On which we climb great heights
The Sky Tower is about half an hour’s walk from the Old Town. The escalator takes us up 49 floors to the observation deck from where you can see as far as the horizon. It’s the tallest of the buildings in Wrocław and the third of the panoramas. It’s a totally uninterrupted view and provides an excellent vantage to see how this lovely city is constructed. You can actually stay at the Sky Tower for £127 a night in a luxury one bedroom apartment.
From the Tower we walk to the city’s station and the Wroclawia Mall, from where we catch the Tram 2 to Centennial Hall out in the south-east of the city. Built by Max Berg in 1911, it was to commemorate the rising up of the Silesian people and the defeat of Napoleon. The city of Breslau rose to the call from Frederick William III of Prussia on 17th March 1813 in his ‘An Mein Volk’ speech. Today, the hall is used for concerts, exhibitions and conferences.
Outside stands the Iglica Spire, a 96m tall steel spike, erected in 1948 to celebrate the ‘Recovered Territories Exhibition’ as newly acquired territories were returned to Communist Poland. Unfortunately, the original 106 metre spike, adorned with rotating mirrors was hit by lightning only hours after being completed and came crashing down. What is there today is a shortened version of the original, presumably with a very strong earth cable.
Nearby is the Japanese garden. It’s small but quite elegant and worth seeing, even in winter.
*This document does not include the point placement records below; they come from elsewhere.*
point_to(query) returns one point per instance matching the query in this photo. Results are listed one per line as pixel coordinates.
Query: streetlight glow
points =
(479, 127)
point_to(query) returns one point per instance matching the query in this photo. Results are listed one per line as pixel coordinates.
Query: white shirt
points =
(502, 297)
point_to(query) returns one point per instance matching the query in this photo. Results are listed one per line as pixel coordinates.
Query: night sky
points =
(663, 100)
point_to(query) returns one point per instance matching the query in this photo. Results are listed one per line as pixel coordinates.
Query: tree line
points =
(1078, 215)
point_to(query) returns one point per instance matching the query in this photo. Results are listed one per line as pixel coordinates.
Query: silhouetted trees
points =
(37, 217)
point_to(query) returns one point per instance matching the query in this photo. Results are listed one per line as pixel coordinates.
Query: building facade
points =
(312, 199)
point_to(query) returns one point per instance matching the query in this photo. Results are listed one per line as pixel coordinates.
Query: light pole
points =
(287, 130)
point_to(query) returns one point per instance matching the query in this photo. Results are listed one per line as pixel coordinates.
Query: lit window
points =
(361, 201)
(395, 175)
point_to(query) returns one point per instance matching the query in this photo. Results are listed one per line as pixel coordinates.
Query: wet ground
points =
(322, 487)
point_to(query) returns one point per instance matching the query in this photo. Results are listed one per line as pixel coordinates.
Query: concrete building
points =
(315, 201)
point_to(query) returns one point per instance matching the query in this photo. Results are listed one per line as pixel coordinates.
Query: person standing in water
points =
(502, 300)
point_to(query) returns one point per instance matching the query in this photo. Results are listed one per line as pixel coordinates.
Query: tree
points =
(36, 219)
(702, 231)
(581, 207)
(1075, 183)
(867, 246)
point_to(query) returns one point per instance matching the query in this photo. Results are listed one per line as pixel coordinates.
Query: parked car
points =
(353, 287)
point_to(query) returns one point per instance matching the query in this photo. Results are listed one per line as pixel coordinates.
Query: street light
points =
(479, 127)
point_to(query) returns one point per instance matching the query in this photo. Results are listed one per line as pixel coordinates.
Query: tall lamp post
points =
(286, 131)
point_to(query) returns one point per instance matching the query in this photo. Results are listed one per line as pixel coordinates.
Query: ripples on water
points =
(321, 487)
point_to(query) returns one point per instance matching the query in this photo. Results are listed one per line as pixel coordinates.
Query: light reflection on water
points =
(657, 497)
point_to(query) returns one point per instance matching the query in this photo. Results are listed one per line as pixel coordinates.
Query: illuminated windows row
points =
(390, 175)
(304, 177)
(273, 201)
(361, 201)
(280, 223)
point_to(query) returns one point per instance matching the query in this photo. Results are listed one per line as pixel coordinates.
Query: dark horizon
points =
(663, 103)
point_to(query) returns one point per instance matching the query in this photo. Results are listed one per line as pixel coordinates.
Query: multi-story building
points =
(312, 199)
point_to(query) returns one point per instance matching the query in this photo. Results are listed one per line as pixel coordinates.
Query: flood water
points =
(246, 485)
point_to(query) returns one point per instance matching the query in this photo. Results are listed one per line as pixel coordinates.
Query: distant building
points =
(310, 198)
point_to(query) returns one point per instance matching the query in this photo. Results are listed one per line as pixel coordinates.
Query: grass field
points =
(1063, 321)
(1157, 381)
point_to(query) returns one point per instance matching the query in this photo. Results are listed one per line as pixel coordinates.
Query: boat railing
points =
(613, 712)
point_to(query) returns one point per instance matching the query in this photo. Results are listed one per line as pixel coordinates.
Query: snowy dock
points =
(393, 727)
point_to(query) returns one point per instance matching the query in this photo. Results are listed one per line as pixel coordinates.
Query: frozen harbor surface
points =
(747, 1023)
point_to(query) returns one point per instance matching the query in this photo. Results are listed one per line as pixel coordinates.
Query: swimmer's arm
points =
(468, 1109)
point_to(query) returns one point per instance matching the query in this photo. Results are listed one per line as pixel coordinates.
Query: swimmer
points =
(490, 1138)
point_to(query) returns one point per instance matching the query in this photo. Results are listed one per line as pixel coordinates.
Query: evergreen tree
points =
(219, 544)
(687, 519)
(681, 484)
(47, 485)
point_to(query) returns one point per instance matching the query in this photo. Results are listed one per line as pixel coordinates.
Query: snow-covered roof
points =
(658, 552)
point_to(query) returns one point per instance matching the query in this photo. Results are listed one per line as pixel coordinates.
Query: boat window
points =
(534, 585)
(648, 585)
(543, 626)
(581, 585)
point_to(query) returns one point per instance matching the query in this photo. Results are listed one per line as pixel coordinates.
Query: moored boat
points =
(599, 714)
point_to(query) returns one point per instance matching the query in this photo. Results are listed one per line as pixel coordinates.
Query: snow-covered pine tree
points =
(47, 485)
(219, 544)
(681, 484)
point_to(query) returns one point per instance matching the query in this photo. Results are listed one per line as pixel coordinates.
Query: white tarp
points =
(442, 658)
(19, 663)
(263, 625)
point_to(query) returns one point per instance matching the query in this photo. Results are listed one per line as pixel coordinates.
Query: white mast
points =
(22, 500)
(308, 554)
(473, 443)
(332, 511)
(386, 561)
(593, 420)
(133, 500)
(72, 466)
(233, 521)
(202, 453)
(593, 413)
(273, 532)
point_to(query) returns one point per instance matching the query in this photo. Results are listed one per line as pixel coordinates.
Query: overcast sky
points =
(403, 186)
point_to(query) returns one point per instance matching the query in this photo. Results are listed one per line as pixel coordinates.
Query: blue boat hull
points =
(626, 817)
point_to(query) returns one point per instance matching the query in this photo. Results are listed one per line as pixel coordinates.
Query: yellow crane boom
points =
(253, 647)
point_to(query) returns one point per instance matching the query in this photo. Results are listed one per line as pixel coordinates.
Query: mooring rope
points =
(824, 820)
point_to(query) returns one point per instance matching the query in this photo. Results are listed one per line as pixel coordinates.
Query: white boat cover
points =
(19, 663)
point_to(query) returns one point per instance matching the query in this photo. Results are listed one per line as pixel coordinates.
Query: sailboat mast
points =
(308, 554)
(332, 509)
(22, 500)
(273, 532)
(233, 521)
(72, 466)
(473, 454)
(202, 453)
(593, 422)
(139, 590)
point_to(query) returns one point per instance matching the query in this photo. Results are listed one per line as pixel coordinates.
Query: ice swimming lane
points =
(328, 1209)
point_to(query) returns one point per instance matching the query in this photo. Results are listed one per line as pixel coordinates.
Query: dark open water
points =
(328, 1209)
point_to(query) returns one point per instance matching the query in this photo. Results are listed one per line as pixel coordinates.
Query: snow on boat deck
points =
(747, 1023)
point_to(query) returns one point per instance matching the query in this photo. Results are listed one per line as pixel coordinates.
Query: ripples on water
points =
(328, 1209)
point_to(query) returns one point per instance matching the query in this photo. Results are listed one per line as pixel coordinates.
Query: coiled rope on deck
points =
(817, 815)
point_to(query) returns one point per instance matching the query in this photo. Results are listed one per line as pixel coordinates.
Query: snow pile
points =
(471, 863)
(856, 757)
Tonight is our last night. We eat at Pod Fedra in the Rynek. It’s a delightfully old fashioned Polish restaurant and very popular. We drink Tyskie out of stoneware steins – they so closely resemble vast shaving mugs. With a menu offering goose, duck, rabbit, chicken and pork, it’s a hard choice, but I opt for a large pork chop with roast potatoes fried in bacon. Buttered green beans finish off the dish.
It has to be an early night for an early flight tomorrow. The bus leaves Renoma, a fifteen minute walk away, and runs right to Departures every twenty minutes.
Wrocław is a hidden jewel. It’s easily accessible and you’re guaranteed a warm welcome. I’d come back. Most certainly.
However, there is Christmas to prepare for at home and another trip to plan.
Until then, do zobaczenia we Wroclawiu i Wesotych Swiqt.